O Programa de Calouros era realizado nas dependências da Rádio Clube de Varginha, onde hoje se instala a Copisan, na Rua Presidente Antônio Carlos. Lá os cantores se apresentavam e aqueles que se saiam bem em suas músicas recebiam brindes pela participação, oferecidos pelos estabelecimentos comerciais da cidade. Os que não conseguiam chegar ao final de suas apresentações eram "gongados"por uma pessoa que os dispensava.

Assim, todos tinham sua oportunidade e seu espaço. A platéia participava aplaudindo seus preferidos. Cantores de outras cidades vinham especialmente para se apresentarem, tão significativo era aquele programa de auditório.

Através desse programa destacaram-se vários profissionais da música, entre eles o cantor Antonio Borba que contratado por uma gravadora de São Paulo, para lá se dirigiu intensificando de forma expressiva sua carreira musical.

Duplas autenticamente sertanejas também através desse programa tiveram a oportunidade de se sobressair no mundo artístico.

Muitos cantores varginhenses ainda hoje participam de eventos musicais em nossa cidade, como por exemplo, os que compõem o grupo de Seresta(lincar) que aos domingos sob o patrocínio da Secretaria de Cultura do Município, se apresenta na Fonte Luminosa de Varginha. Sempre que isso acontece, contam com a presença de vários assistentes saudosistas daqueles tempos em que se prestigiava o programa de calouros da Rádio Clube de Varginha.

Desta forma, uma vez mais cabe elogiar o apoio e a oportunidade que esse programa de auditório, idealizado com o intuito de descobrir novos valores da música como cantores ou outros gêneros relacionados a essa arte , prestou àqueles que um dia vieram em busca de sucesso, foram bem recebidos, mereceram crédito de seus organizadores e souberam retribuir levando o nome de nossa cidade por onde têm passado.
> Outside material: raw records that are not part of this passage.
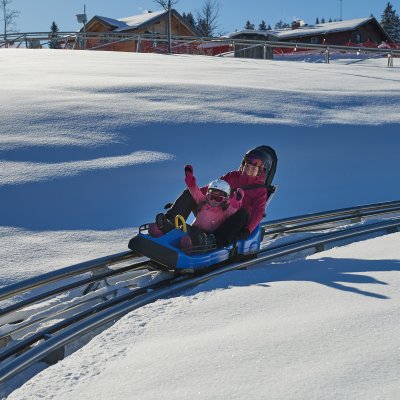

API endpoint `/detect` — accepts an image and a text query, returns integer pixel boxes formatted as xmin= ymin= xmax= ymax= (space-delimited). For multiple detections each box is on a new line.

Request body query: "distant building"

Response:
xmin=229 ymin=17 xmax=393 ymax=58
xmin=81 ymin=10 xmax=199 ymax=51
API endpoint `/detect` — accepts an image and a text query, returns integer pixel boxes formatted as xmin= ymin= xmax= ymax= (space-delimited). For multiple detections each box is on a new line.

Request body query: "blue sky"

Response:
xmin=11 ymin=0 xmax=400 ymax=33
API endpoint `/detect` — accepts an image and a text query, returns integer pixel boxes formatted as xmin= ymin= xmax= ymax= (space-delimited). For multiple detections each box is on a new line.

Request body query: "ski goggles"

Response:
xmin=206 ymin=192 xmax=226 ymax=205
xmin=244 ymin=157 xmax=264 ymax=168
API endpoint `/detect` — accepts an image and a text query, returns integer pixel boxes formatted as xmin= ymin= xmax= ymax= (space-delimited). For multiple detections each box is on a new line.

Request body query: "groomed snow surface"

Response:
xmin=0 ymin=49 xmax=400 ymax=400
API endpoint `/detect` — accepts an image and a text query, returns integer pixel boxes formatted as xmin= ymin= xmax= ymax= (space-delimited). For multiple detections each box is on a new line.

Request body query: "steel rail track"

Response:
xmin=266 ymin=200 xmax=400 ymax=232
xmin=0 ymin=217 xmax=400 ymax=383
xmin=0 ymin=201 xmax=400 ymax=306
xmin=0 ymin=201 xmax=400 ymax=352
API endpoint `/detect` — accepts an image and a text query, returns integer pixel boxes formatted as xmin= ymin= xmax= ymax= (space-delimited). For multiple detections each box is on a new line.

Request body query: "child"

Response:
xmin=149 ymin=165 xmax=244 ymax=250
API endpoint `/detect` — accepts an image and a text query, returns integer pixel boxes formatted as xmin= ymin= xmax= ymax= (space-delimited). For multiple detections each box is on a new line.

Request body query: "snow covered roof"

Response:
xmin=90 ymin=11 xmax=166 ymax=32
xmin=229 ymin=17 xmax=375 ymax=39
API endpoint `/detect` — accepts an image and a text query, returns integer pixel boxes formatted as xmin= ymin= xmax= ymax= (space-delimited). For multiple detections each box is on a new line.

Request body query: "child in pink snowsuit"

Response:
xmin=185 ymin=165 xmax=244 ymax=233
xmin=181 ymin=165 xmax=244 ymax=249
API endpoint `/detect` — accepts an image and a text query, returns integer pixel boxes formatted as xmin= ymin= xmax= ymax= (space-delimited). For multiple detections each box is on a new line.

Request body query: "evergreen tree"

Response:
xmin=258 ymin=20 xmax=267 ymax=31
xmin=196 ymin=0 xmax=220 ymax=37
xmin=244 ymin=21 xmax=254 ymax=30
xmin=182 ymin=12 xmax=196 ymax=27
xmin=381 ymin=2 xmax=400 ymax=42
xmin=49 ymin=21 xmax=61 ymax=49
xmin=0 ymin=0 xmax=19 ymax=39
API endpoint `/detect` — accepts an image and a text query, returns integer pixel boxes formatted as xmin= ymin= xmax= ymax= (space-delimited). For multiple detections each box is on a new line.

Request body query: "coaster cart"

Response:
xmin=128 ymin=146 xmax=278 ymax=273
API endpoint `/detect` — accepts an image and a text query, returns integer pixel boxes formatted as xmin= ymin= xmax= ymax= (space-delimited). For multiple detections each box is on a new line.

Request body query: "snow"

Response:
xmin=94 ymin=11 xmax=165 ymax=32
xmin=0 ymin=49 xmax=400 ymax=400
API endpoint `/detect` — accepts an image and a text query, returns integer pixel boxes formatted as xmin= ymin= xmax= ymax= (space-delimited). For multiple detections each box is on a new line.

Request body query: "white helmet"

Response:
xmin=207 ymin=179 xmax=231 ymax=197
xmin=206 ymin=179 xmax=231 ymax=207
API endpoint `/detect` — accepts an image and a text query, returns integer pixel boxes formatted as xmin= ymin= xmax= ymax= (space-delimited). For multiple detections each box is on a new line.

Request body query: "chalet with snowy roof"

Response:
xmin=229 ymin=17 xmax=393 ymax=58
xmin=81 ymin=10 xmax=198 ymax=51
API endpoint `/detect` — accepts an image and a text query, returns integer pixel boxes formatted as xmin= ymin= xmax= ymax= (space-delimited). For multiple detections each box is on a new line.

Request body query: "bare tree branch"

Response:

Varginha desde há muitos anos sempre proporcionou de alguma forma expressiva condições para que seus talentos fossem revelados. Hoje, nela continua vivo esse propósito, através de escolas de músicas, do Conservatório Municipal de Música e outras instituições que ,acreditando em seus talentos, neles investem suas expectativas de um bom profissional nas áreas musicais.
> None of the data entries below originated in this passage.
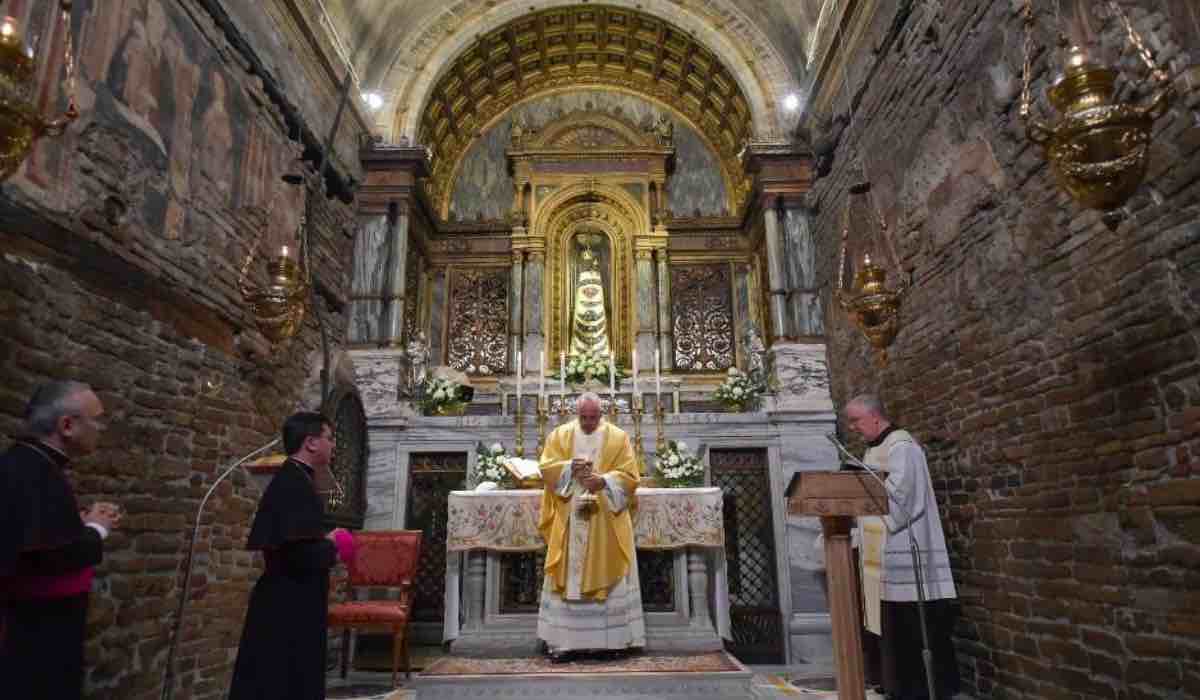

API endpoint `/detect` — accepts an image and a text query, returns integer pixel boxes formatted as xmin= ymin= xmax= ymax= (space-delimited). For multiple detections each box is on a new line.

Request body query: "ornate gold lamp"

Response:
xmin=0 ymin=5 xmax=79 ymax=181
xmin=835 ymin=183 xmax=907 ymax=364
xmin=238 ymin=223 xmax=310 ymax=343
xmin=1020 ymin=0 xmax=1174 ymax=210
Os textos acima foram compostos a partir dos preciosos depoimentos da Sra. Elza Erbst Marques.

 

Silas Sampaio Moraes, paixão pela radiodifusão


"Não sou radialista por mero acaso.
Sou radialista porque nasci com a
Rádio freqüência em meu sangue,
Com os kilohertz em minhas veias,
Com a música em minha alma."
Silas Sampaio Moraes

26 de agosto de 1918: nascia em São Carlos, estado de São Paulo, Silas Sampaio Moraes, filho de Joaquim Martins de Moraes, contador e teatrólogo, e de dona Maria do Amaral Sampaio Moraes.
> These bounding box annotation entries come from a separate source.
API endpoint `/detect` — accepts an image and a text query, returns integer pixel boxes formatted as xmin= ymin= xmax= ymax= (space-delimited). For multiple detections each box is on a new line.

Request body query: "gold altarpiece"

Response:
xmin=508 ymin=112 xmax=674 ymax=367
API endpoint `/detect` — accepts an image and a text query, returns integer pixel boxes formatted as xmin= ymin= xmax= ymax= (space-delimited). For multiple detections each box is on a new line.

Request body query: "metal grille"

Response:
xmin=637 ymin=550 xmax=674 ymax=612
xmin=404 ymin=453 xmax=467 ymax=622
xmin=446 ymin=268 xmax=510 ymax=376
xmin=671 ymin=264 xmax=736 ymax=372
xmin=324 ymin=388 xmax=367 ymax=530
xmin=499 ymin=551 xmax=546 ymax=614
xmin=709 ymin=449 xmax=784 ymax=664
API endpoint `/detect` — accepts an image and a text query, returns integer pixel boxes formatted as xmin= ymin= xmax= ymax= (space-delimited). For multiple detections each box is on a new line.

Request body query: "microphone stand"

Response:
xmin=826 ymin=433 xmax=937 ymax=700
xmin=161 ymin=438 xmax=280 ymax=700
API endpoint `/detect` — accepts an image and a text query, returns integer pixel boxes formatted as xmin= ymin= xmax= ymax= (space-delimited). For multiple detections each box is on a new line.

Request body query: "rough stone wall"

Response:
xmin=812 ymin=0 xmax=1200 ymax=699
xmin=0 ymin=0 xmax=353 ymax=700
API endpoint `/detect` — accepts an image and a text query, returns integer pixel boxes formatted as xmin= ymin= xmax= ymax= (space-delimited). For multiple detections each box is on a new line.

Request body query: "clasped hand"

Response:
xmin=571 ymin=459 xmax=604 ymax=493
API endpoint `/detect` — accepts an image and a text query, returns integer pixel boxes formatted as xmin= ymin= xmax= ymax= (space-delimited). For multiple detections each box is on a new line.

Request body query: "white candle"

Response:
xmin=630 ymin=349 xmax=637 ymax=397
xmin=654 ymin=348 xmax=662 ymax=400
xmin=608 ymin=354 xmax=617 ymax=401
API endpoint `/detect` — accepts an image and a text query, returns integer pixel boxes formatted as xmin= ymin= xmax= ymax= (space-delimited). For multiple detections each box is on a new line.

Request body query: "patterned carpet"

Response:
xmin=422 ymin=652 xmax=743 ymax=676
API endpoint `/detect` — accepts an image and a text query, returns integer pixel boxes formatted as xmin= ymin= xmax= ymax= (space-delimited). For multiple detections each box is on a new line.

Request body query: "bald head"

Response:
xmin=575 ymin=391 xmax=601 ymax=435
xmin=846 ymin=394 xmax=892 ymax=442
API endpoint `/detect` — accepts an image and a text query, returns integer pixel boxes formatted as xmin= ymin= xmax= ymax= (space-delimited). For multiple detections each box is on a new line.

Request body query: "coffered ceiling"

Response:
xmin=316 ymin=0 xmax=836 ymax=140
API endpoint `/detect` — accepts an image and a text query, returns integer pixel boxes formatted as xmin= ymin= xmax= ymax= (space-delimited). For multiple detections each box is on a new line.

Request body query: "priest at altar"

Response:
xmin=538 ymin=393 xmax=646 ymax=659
Último dentre seis filhos, passou a infância em São Carlos. A família transferiu-se para São Paulo após as segundas bodas do pai. Na capital, cursou o Liceu e o curso Técnico de Contabilidade.

Em 1935 associou-se aos engenheiros Pedro Marinho e José Carlos Marinho, da cidade de Santos/SP, com eles idealizando a montagem de estações radiodifusoras. Ainda um sonho...

Em1936 mudou-se para Poços de Caldas, onde residia seu irmão mais velho, aí arrumando seu primeiro emprego na Rádio Cultura de Poços de Caldas. Anos depois escreveria:

"No início, como todos, nada entendia do assunto radiofônico, mas sentia dentro de mim uma vontade enorme de falar, de ser locutor, de agitar as massas através da arma poderosa."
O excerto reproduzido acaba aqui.